42 Ala. 525 | Ala. | 1868

A. J. WALKER, C. J.

Thornton Ellis, described as a negro, descended of negro ancestors, and Susan Bishop, described as a white woman, were indicted for living together in adultery or fornication. Two sections of our Code (3599 and 3602) relate to the offense of adultery; § 3598 is in the following words: “If any man and woman live together in adultery or fornication, each of them must> on the first conviction of the offense, be fined not less than one hundred dollars, and may also be imprisoned in the county jail, or sentenced to hard labor for the county for not more than six months; on the second conviction for the offense- with the same person, the offender must be fined not less than three hundred dollars, and may be imprisoned in the county jail, or sentenced to hard labor for the county for not more than twelve months; and on a third or any subsequent conviction with the same person, must be imprisoned in the penitentiary, or sentenced to hard labor for the county for two years.”

*526§ 3602 is in the following words: “If any white person or negro, or the descendant of any negro, to the third generation inclusive, though one ancestor of each generation was a white person, intermarry or live in adultery with each other, each of them must, on conviction, be imprisoned in the penitentiary, or sentenced to hard labor for the county for not less than two nor more than seven years.’”

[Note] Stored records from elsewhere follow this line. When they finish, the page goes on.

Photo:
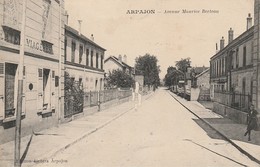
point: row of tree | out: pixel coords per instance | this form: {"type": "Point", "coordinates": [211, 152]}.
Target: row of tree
{"type": "Point", "coordinates": [177, 73]}
{"type": "Point", "coordinates": [146, 66]}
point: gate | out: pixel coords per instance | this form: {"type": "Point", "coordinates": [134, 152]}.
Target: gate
{"type": "Point", "coordinates": [74, 99]}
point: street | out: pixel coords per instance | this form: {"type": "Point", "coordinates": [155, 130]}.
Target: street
{"type": "Point", "coordinates": [159, 133]}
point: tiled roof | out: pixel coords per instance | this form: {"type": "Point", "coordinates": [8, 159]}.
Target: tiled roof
{"type": "Point", "coordinates": [75, 32]}
{"type": "Point", "coordinates": [119, 62]}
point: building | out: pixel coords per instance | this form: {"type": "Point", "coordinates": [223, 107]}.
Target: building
{"type": "Point", "coordinates": [43, 57]}
{"type": "Point", "coordinates": [84, 60]}
{"type": "Point", "coordinates": [202, 84]}
{"type": "Point", "coordinates": [113, 63]}
{"type": "Point", "coordinates": [232, 66]}
{"type": "Point", "coordinates": [234, 72]}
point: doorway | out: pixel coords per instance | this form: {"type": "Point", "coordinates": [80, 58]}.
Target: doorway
{"type": "Point", "coordinates": [11, 86]}
{"type": "Point", "coordinates": [46, 89]}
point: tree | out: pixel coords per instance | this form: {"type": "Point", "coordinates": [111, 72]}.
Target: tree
{"type": "Point", "coordinates": [147, 66]}
{"type": "Point", "coordinates": [172, 77]}
{"type": "Point", "coordinates": [119, 79]}
{"type": "Point", "coordinates": [183, 64]}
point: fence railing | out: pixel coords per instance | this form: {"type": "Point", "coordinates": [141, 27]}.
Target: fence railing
{"type": "Point", "coordinates": [93, 98]}
{"type": "Point", "coordinates": [234, 100]}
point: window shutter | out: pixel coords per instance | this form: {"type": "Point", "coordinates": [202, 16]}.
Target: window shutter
{"type": "Point", "coordinates": [24, 91]}
{"type": "Point", "coordinates": [2, 89]}
{"type": "Point", "coordinates": [53, 93]}
{"type": "Point", "coordinates": [40, 90]}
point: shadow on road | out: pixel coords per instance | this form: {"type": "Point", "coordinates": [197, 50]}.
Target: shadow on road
{"type": "Point", "coordinates": [232, 130]}
{"type": "Point", "coordinates": [215, 152]}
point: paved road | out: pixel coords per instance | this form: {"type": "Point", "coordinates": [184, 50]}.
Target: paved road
{"type": "Point", "coordinates": [159, 133]}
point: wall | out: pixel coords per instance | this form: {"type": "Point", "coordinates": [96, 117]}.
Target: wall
{"type": "Point", "coordinates": [111, 65]}
{"type": "Point", "coordinates": [39, 31]}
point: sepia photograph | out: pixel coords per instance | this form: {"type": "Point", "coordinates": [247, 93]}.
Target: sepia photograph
{"type": "Point", "coordinates": [125, 83]}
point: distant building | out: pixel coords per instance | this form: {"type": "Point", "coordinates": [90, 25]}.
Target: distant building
{"type": "Point", "coordinates": [84, 60]}
{"type": "Point", "coordinates": [114, 63]}
{"type": "Point", "coordinates": [232, 66]}
{"type": "Point", "coordinates": [202, 80]}
{"type": "Point", "coordinates": [234, 72]}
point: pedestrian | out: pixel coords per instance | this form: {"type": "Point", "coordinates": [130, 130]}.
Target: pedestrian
{"type": "Point", "coordinates": [251, 121]}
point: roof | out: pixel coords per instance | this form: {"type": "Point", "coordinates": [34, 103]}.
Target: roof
{"type": "Point", "coordinates": [199, 70]}
{"type": "Point", "coordinates": [244, 36]}
{"type": "Point", "coordinates": [76, 33]}
{"type": "Point", "coordinates": [121, 63]}
{"type": "Point", "coordinates": [205, 71]}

The accused were indicted under the latter section, the jury found them guilty, and assessed a fine of one hundred dollars against each of them. For the offense alleged against the accused, the prescribed punishment is not a fine to be assessed by the jury, but imprisonment in the penitentiary, or hard labor for a time within a certain limit to be prescribed by the court. — Revised Code, §§ 3782, 3806. Therefore, the punishment was neither fixed by the proper authority nor of the character prescribed by the statute.

The course pursued in the circuit court probably originated from the belief that § 3602 was invalid because it prescribes a punishment for adultery by the conjunction of a negro and white person, different from that which is preprescribed for adultery in other cases. The invalidity of the section was, we conclude, attributed to its supposed inconsistency with the act of congress of 9th April, 1866, entitled “ an act to protect all persons in the United States in their civil rights, and furnish the means of their vindication.” — U. S. Stat. at Large, 27.

"We think the court erred in the conclusion that § 3302 contravenes the act of Congress. That act requires that persons of “every race and color.” “shall be subject to like punishment, pains and penalties, and to none other.” It prohibits a discrimination, on account of color or race, in the imposition of punishment. It does not prohibit the making of race and color a constituent of an offense, provided it does not lead to a discrimination in punishment. § 3602 creates an offense, of which a participation by persons of different race is an element. To constitute the offense, there must be not only criminal intercourse, but it must be by persons of different race. When the constituents of the offense are ascertained, no discrimination in *527punishment is made between the guilty white and black parties. The white man who lives in adultei y with a black woman is punished in precisely the same manner, and to the same extent, with the black woman. So also the white woman is punishable in precisely the same manner with the black man with whom she may have maintained an adulterous connexion. Adultery between persons of different races is the same crime as to white persons and negroesj and subject to the same punishment. There are many statutes which make the status of a person an element of an offense. Our laws, on the subject of gaming with minors and apprentices, and of selling liquor to them, are some of the many examples of such legislation. — Revised Code, §§ 8624, 3619.

Inasmuch as the section of the Code under which the defendants are indicted does not contravene the provisions of the act of congress above noticed, the constitutionality of that act is not involved in this case, and we could not enter upon the question without going beyond the case. We wish, however, not to be understood, from our inquiry as to the effect and operation of the act, to affirm its validity. Its con'stitutionality is simply a question not before us, and therefore we do not consider it at all.

For the error as to the punishment imposed in the circuit court, the judgment is reversed and the cause remanded.